Pescara, default e crisi strutturale: ecco da dove viene il buco finanziario

Alessandrini presenta i conti: per sostenere le spese correnti c'è bisognod dell'anticipo di ingenti risorse finanziarie da parte di una banca

PESCARA. L’incognita del secondo parere negativo del collegio dei revisori dei conti e le tabelle dei bilanci marchiate dall’accumulo di cifre a sei zeri con il segno meno, proiettano sul Comune l’ombra lunga del predissesto finanziario. Numeri alla mano, il ricorso obbligatorio alla procedura di riequilibrio pluriennale appare come uno spettro che agita i sogni del sindaco Marco Alessandrini e degli assessori della giunta di centrosinistra.

Per questa ragione, ieri mattina, è stata partorita la seconda “operazione verità” passando al setaccio la situazione contabile ereditata dal centrodestra, il bilancio possibile e il programma futuro.

Dal 16 giugno scorso, passaggio ufficiale di consegne tra il sindaco di ieri, Luigi Albore Mascia, e quello di oggi Alessandrini, è stato certificato un disavanzo di gestione sul rendiconto 2013 pari a 4 milioni e 285 mila euro. A questa cifra si aggiunge uno scoperto di conto corrente di 26,5 milioni di euro (18 milioni di euro rilevati dalla tesoreria più altri 8,5 milioni di mandati di pagamento giacenti), i 16 milioni di fondi vincolati usati per coprire le spese correnti dello scorso anno e i circa 30 milioni fermi in ragioneria come “atti di liquidazione delle spese correnti”. Somme che cozzano con i 6 milioni di euro in meno rispetto alla previsione di entrata e con le altre criticità registrate, come i simbolici 387 mila euro di spese elettorali.

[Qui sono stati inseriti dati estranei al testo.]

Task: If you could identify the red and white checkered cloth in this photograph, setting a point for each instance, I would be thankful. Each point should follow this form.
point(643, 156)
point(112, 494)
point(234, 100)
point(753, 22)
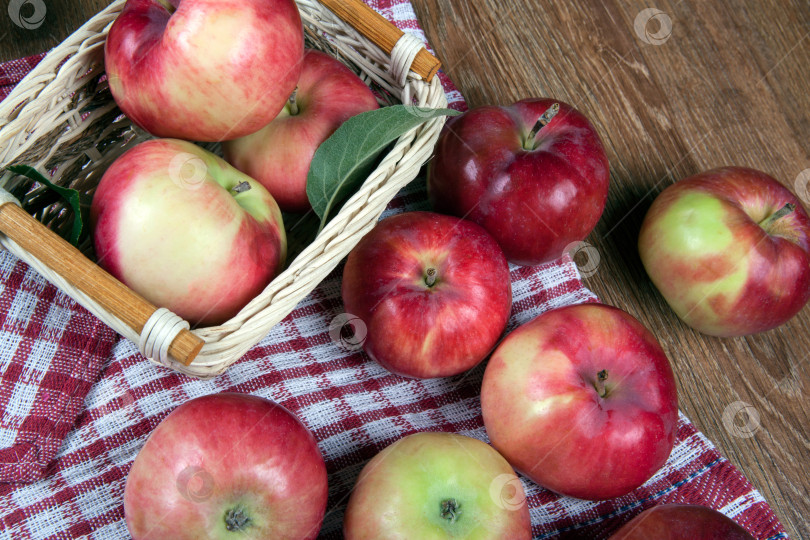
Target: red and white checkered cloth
point(79, 402)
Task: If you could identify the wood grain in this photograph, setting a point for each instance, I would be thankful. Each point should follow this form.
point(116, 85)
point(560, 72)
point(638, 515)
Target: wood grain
point(727, 86)
point(79, 271)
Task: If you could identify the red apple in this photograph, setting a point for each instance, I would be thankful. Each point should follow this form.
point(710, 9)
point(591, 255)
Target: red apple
point(186, 230)
point(729, 250)
point(681, 522)
point(437, 485)
point(227, 466)
point(204, 70)
point(533, 174)
point(278, 155)
point(582, 400)
point(433, 291)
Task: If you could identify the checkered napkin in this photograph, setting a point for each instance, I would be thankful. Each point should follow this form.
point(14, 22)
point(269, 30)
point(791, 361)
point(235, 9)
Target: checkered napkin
point(66, 375)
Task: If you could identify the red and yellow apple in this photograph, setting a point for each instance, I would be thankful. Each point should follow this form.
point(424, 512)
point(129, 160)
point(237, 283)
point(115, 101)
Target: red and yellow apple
point(279, 154)
point(729, 250)
point(681, 522)
point(204, 70)
point(533, 174)
point(433, 291)
point(582, 400)
point(437, 486)
point(227, 466)
point(186, 230)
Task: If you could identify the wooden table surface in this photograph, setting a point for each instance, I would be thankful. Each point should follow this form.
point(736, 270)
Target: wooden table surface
point(700, 85)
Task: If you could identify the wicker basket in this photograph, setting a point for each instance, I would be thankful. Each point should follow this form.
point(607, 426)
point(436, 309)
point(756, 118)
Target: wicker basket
point(61, 119)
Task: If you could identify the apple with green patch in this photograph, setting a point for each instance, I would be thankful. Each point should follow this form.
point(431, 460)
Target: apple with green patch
point(729, 250)
point(190, 233)
point(437, 486)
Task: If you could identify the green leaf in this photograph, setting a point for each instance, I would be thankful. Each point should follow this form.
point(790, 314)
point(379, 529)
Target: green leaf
point(345, 159)
point(71, 196)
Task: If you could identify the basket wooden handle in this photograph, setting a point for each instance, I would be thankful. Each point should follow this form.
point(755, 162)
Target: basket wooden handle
point(79, 271)
point(381, 32)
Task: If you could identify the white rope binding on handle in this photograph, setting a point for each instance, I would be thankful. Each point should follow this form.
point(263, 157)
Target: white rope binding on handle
point(158, 333)
point(403, 55)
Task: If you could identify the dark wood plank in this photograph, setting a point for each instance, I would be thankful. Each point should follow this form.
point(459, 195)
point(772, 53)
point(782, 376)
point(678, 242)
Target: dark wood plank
point(728, 86)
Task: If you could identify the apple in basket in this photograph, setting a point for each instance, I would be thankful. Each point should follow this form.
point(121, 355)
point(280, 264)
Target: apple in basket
point(186, 230)
point(227, 466)
point(681, 522)
point(278, 155)
point(729, 250)
point(437, 485)
point(433, 291)
point(204, 70)
point(582, 400)
point(533, 174)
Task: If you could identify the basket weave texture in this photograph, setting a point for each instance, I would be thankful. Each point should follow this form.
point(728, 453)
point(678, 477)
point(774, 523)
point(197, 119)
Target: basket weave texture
point(61, 119)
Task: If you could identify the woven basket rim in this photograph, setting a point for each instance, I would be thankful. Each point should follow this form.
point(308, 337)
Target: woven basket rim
point(228, 342)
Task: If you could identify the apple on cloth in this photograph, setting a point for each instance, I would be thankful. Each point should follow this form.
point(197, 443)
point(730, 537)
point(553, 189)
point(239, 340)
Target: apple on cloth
point(187, 231)
point(681, 522)
point(582, 400)
point(204, 70)
point(433, 292)
point(533, 174)
point(355, 408)
point(257, 474)
point(433, 486)
point(729, 250)
point(279, 154)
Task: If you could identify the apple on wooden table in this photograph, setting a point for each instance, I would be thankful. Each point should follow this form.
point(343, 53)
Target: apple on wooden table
point(227, 466)
point(279, 154)
point(533, 174)
point(186, 230)
point(681, 522)
point(435, 486)
point(582, 400)
point(729, 250)
point(433, 291)
point(204, 70)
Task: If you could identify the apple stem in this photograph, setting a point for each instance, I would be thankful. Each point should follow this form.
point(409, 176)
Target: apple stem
point(430, 277)
point(451, 509)
point(601, 377)
point(292, 103)
point(236, 519)
point(241, 187)
point(544, 119)
point(779, 214)
point(168, 5)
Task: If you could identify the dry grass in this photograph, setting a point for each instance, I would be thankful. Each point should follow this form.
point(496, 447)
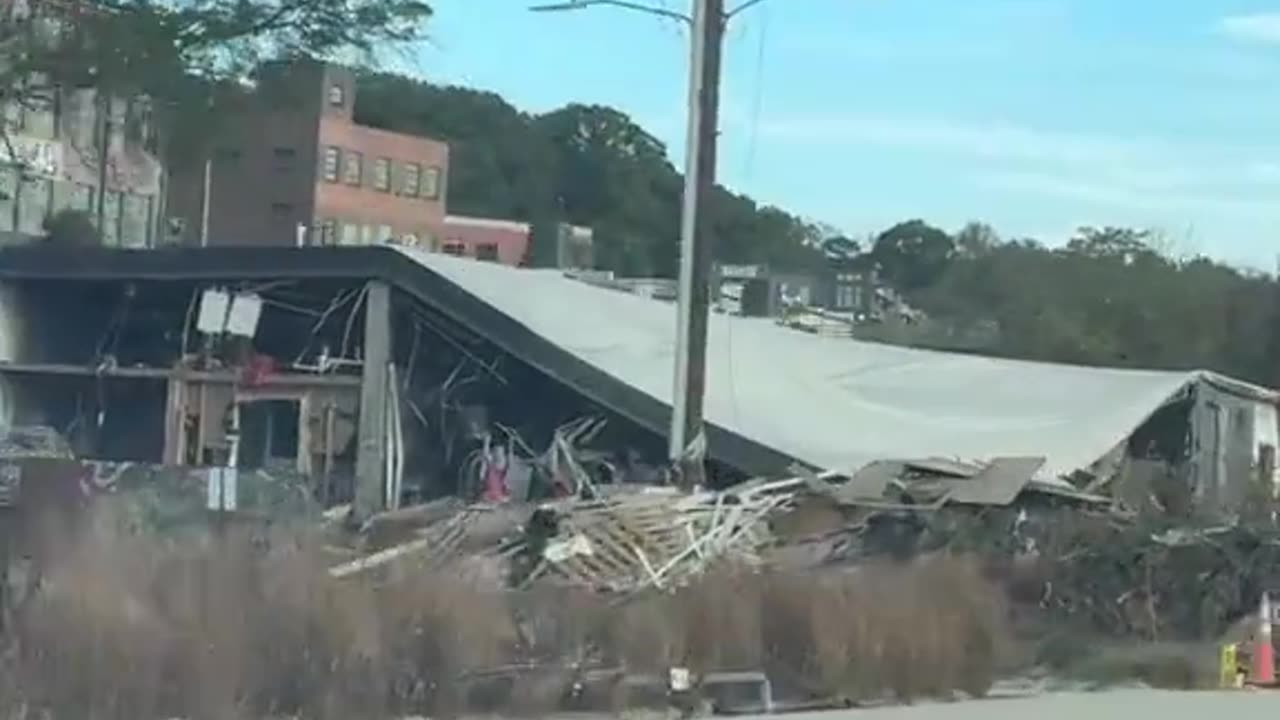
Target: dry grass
point(928, 628)
point(247, 627)
point(240, 627)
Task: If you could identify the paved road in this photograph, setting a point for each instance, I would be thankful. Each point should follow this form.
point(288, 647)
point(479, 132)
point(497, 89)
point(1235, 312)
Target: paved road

L’asettica freddezza dei numeri non sembra suggerire alcuna via di salvezza, al punto che Alessandrini arriva a paragonare il Comune a «un malato a cui dobbiamo somministrate medicine».

Lo stesso andamento di cassa, dal 2009 al 2013, impone alcune riflessioni: rispetto ai 19 milioni e 318 mila euro dell’inizio della consiliatura guidata da Mascia, si è passati a 2 milioni e 380mila euro dello scorso anno. «Sono venuti meno 50 milioni di risorse finanziarie», spiega l’assessore al Bilancio, Bruna Sammassimo, «c’è stata una significativa e consistente riduzione della cassa disponibile, fino a giungere all’utilizzo di fondi vincolati per sostenere le spese correnti e, nella prima parte del 2014, al ricorso all’anticipazione di ingenti risorse finanziarie da parte della banca Caripe».

Come si legge sul Dur (Documento unico di programmazione 2014-2016), la forbice tra i residui passivi certi e quelli attivi di dubbia esigibilità ha portato all’inserimento in bilancio di entrate «in parte sovrastimate e comunque non aderenti alla realtà».

Persino le 6.000 cartelle pazze della Tares 2013, con gli importi schizzati verso l’alto poiché conteggiati in maniera errata, sono finite nella tabella dei crediti. In altre parole siamo in presenza di un disequilibrio strutturale e di una crisi di liquidità senza precedenti. Come ha spiegato il dirigente del settore tributi, Guido Dezio, con il bilancio di previsione 2014-2016 si dovrà dare copertura al disavanzo di 4 milioni e 285 mila euro: 500mila euro da versare entro fine anno, 1,5 milioni nel 2015 e 2 milioni e 285 mila euro nel 2016.

La legge prevede di trovare i soldi ricorrendo alla vendita del patrimonio comunale disponibile e, in caso di assenza di acquirenti, sul Durc è specificato che si dovrà ricorrere a «risorse proprie» attraverso «economie di spesa o accertamenti di nuove entrate».

In attesa di conoscere se l’aumento della leva fiscale e i vari correttivi previsti dal centrosinistra consentiranno ai revisori di dare l’ok al bilancio di previsione 2014 e a quello pluriennale, scongiurando così il predissesto, il sindaco ha snocciolato alcuni impegni, tra i quali «revisione dei residui, lotta all’evasione, razionalizzazione tariffe dei servizi a domanda individuale, rinegoziazione mutui, istituzione zona franca urbana, potenziamento differenziata e interventi nell’edilizia». Gli stessi presentati nel pomeriggio ai sindacati Cgil, Cisl, Uil e Ugl che hanno confermato la sospensione della protesta.